ボン教とドリームスペル

2009年11月25日 11:59

■倍音の月11日 (G11/25) KIN126 白い太陽の世界の橋渡し (by D)
 
NPOクリカの活動として、今年もネパールのカトマンズにあるチベット人学校などを訪れ、支援している子供達や現地の協力者達と顔を会わせて来た(台北を経由し昨夜帰国)。写真も沢山撮ってあるので、順次サイトの方でも紹介して行きたいと思っているが、ブログを更新していない期間があまりにも長くなってしまったので、まずは短くご報告。
 
現地での直接的なコミュニケーションを継続的に深めて行く、という目的での出張であり、レジャー的な要素は殆どない旅だったのだが(ただし帰路の台北は別で、書のお勉強と遊びも少々)、往路のフライトからびっくりシンクロが多発し、結局、いつものように、私の手帳は隙間の無いメモで埋め尽くされることになった。これを解きほぐして行くと、小冊子が一冊くらい出来てしまいそうなので、いずれメルマガにでも書くとして、今日は、お土産を整理していて書きたくなったことを、ひとつだけシェアしたい。
 
私達は、チベットの中でも西域にあるンガリ地方(カイラス山などがあるエリア)出身の方々とご縁があって、色々と現地でお世話になっている。そんな中、最初の年から3回目の今回まで毎回顔を合わせ、結果的に最もお付き合いが長い関係になっているのが、現在のンガリ・アソシエーション(カトマンズ)代表のチョサンさんという方である。前々から、在家のラマ(僧侶)という事は伺っていたのだが、今回、さらに詳しくご自身ことを語って下さったお陰で、初めてボン教のラマだということが確認できた。
 
ボン教は、仏教がチベットに入ってくる前からあったと言われている、中央アジア由来の非常に古い宗教で、基本的な教えは仏教と共通している部分も多い。ただ、はっきり分かる違いとして、コルラ(聖なるものの回りを巡ること)やマニ車(中にお経が入っていて回すと読んだ事になる便利な仏具)を回す向きが、仏教とは逆という特徴がある。
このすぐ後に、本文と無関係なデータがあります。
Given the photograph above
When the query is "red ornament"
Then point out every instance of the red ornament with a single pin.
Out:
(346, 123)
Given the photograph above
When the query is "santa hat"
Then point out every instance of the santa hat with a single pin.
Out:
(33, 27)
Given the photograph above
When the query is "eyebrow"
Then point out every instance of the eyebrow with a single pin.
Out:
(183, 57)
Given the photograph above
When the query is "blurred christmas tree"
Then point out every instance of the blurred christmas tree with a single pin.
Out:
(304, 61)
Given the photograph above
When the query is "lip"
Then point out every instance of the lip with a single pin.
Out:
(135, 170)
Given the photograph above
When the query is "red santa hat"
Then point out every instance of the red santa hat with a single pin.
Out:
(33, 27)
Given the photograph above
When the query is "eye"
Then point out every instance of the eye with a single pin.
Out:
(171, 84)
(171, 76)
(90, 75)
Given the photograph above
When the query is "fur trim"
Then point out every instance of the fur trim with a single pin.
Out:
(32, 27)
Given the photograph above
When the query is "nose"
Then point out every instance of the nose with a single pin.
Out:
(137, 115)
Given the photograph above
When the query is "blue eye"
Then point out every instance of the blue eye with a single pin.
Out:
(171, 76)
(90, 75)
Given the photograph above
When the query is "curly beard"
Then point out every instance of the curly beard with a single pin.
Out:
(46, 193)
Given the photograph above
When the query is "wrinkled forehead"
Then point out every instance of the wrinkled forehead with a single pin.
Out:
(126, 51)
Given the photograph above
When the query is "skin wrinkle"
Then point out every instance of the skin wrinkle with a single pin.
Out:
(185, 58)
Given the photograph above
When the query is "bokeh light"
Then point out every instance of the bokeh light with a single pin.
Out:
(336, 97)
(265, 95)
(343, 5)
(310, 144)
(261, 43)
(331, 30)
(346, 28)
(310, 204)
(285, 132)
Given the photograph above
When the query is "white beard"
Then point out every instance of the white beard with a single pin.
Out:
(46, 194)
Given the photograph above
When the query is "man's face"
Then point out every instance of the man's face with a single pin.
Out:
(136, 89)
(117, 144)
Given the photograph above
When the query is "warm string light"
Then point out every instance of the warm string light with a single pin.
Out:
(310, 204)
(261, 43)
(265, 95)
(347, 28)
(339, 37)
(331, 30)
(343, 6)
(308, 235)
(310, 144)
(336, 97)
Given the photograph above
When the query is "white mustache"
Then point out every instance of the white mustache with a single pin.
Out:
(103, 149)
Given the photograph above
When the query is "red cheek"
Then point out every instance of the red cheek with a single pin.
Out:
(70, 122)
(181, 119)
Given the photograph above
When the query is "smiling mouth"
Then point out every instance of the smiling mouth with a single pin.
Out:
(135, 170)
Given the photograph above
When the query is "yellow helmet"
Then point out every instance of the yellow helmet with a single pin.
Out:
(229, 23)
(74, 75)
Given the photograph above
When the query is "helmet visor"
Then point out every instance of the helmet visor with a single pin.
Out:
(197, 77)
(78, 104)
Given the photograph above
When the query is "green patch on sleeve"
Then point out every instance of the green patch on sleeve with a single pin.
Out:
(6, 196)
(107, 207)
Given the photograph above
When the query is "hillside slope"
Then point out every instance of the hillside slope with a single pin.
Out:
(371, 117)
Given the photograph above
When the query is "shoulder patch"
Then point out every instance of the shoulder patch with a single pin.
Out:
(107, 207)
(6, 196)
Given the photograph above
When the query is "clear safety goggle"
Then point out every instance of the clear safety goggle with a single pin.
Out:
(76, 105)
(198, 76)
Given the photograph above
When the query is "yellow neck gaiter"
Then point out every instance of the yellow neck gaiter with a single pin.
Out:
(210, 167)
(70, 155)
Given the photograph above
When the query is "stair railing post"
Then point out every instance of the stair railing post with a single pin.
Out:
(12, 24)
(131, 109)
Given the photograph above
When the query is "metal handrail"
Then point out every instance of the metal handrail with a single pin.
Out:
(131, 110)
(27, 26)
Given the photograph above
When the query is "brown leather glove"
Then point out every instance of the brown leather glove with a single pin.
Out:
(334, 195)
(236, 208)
仏教ではいずれも時計回りなのに対し、ボン教では反時計回りなのだ。ドリームスペル(13の月の暦)を10年以上使って来た私達にとって、これは非常に興味深いポイントだ。なぜなら、「13の月の暦」の基本構造、ウェイブスペル(そしてその組み合わせから成るドリームスペルの旅程盤)は、反時計回りに巡るように出来ているからだ。
 
もう一つおまけに書いておこう。昨年は、ヒューレン博士に会った直後にネパールへ行き、その時は、チョサンさんが「JUST DO IT」(ヒューレン博士のQ&Aでの口グセ)のロゴが入った上着を着ていて、そのシンクロを楽しんだものだったが、今年は、同シーズンに3日間お会いする機会があったにも関わらず、その上着を見かけることは一度も無かった。そして、ボン教のラマという事が明らかになった流れで、7年前にグラーツのカーラチャクラ会場とホテルでお見かけした、ボン教の著名なラマ、ロポン・リンポチェが、何とカトマンズ在住だということもはっきりしたのだった(今回は西欧を飛び回って留守にされている所だった模様)。
 
このリンポチェを印象的に憶えているのは、Lがホテルのエレベーターに乗り込もうとされていたリンポチェを見て、内側から「開」のボタンを押そうとして、間違えて「閉」を押して締め出す形になってしまったという事件があったからだ。あの時のリンポチェの悲しそうな表情を、私は今も忘れられない。・・・とこんな感じで、ちょっと書き出すと止まらなくなりそうなので、今日はこの辺までにさせて頂こう。ちなみに、今回、ボン教と仏教両方のマニ車を手に入れて来たので、セッションでクリカに来られる方が、グルグル回して沢山徳を積んで頂けるよう(笑)、近日中に公開する予定である。